La musica che veniva da dentro non era proprio una cosa
incoraggiante. L'insegna dell'entrata era seminascosta nel buio. Era
decorata dalla parola “Silvia”.
“Hei capo, penso che
tu ne abbia avuti abbastanza” disse una voce dolce da dietro il
bar. La barista era la giovane donna dai capelli lunghi in un abito
senza maniche che stava appoggiata al muro. “So che sono fatti
tuoi, ma penso che tu abbia davvero esagerato stasera”. La voce
era giovanile e cristallina, come quella di un gatto maschio che
chiama la femmina.
“Dico soltanto che...”
“Rika.” Un
bicchiere scivolò sul bancone, interrompendola. Seguì
il silenzio.
“Bene, non ascoltarmi,
allora”. La ragazza dietro il bancone prese il bicchiere per
riempirlo, ma mugugnò di disapprovazione. “Mi sto solo
preoccupando per te. Sembri esausta i questi giorni. E l''altra
ragazza che era qui... beh, lo sai...”
“Rika” il
bicchiere scivolò ancora sul bancone. Venne accesa una
sigaretta. “Quando hai finito, puoi andare per oggi.”
“Cooosa?”
“Vuoi che ti licenzi?”
La donna era arrabbiata, ma
la ragazza di nome Rika si limitò ad alzare le spalle.
“Non dirlo nemmeno,
capo. Se mi abbandonassi, rimmarrei da sola”. Il bicchiere che
scivolò sul tavolo non puzzava di alcol. Era un liquido
bianco. “L'ultimo proprietario di questo locale è morto
avvelenato dall'alcol. Non voglio che ti succeda la stessa cosa. A
domani”.
Udii il suono di un paio di
tacchi alti che si avvicinavano. Mi nascosi dietro l'insegna.
“Huh?” Rika
guardò lungo il vicolo bagnato dalla luce del mattino.
“Silvia...?”
Sapevo già chi stava
chiamando con quel nome. Rika si lasciò sfuggire un singhiozzo
di pianto. Fu solo un attimo, poi si incamminò per la strada
sporca. Fu solo quando non la vidi più che presi la mia
decisione. Non ho mai saputo come Silvia fosse stata cresciuta prima
di morire. Era così tranquilla e riservata, non c'era molto da
dire sul suo conto. Era l'unica delle sette che non odiassi. Ma stavo
comunque per rubarle il nome. All'inizio avevo pensato che fosse per
vendetta. Doveva esserlo. Vendetta contro di loro che avevano avuto
vite migliori della mia, vendetta contro il mio fato crudele. Passo
dopo passo, entrai nel locale attraverso la porta semiaperta e
sussurrai: “Mama”. I suoi occhi spenti, circondati dalle
rughe, si spalancarono di colpo. “Oh... sei tu”. Scoppiò
in una risata, mentre delle lacrime le uscivano dagli occhi.

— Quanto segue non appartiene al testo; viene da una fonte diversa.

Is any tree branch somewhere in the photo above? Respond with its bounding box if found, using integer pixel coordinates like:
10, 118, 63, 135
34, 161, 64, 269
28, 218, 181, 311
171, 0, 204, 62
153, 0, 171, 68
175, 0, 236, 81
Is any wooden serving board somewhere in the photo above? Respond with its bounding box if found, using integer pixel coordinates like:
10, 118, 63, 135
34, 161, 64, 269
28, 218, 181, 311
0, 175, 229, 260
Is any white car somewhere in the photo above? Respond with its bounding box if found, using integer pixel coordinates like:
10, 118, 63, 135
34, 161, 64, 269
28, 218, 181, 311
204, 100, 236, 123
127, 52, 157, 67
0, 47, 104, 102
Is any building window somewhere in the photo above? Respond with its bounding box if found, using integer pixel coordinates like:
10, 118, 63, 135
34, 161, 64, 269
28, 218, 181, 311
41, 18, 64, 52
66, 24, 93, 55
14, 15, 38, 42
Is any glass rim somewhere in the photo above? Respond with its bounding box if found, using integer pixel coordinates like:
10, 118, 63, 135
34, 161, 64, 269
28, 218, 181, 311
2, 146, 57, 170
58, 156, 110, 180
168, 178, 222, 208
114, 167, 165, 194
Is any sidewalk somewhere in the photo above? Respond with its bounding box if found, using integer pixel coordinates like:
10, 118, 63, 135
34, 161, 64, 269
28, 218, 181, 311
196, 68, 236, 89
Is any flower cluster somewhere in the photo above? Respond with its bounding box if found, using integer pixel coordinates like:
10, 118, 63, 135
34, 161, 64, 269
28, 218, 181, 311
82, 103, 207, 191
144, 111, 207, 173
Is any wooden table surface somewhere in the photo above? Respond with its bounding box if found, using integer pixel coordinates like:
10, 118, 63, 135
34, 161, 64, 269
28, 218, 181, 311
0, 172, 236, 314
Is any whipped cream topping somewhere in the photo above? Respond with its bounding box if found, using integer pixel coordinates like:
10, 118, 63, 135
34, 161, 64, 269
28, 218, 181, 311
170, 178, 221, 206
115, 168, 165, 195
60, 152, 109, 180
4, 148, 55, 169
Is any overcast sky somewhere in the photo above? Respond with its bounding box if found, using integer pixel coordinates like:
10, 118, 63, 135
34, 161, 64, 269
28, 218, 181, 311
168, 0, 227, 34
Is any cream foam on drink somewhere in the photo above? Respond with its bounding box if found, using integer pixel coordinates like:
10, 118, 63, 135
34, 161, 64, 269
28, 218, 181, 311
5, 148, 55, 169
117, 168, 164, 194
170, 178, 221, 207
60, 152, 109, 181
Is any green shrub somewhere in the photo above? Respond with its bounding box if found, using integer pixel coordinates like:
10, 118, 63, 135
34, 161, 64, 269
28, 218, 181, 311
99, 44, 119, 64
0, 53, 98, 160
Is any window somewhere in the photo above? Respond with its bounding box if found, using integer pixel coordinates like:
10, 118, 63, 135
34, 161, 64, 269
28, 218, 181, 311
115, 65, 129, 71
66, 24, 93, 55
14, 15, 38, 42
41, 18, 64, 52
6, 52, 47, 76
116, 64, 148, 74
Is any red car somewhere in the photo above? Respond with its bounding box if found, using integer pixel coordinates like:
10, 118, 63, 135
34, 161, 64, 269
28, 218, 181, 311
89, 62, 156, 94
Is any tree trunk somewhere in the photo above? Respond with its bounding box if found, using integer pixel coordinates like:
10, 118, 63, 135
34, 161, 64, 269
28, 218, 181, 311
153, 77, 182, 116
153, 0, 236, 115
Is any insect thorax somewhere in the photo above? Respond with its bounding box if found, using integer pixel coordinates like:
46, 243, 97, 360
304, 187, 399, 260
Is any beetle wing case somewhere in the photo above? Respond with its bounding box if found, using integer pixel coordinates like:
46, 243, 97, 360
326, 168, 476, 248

“Piccola... sei tale e quale alla prima volta che sei venuta
qui”. Qualcosa nel modo in cui lo disse la fece assomigliare a
Rika. “Dove sei stata? Sei mancata così a lungo... che
hai fatto? Forza, bevi. Puoi prenderlo, è il tuo preferito. Ti
darò tutto quello di cui hai bisogno. Tutto quanto... adesso
c'è una brava ragazza”. Singhiozzò in un lento
sospiro, porgendomi il bicchiere. Mi chiesi se anche a Silvia venne
servito del latte tiepido, la prima volta che venne qui. “Mi
dispiace” sussurrai per la prima volta rivolta a me stessa.
Io sono Silvia.
Silvia, dalla campana viola.
La piccola ragazza che sta
accanto a Mama, in un piccolo bar di periferia.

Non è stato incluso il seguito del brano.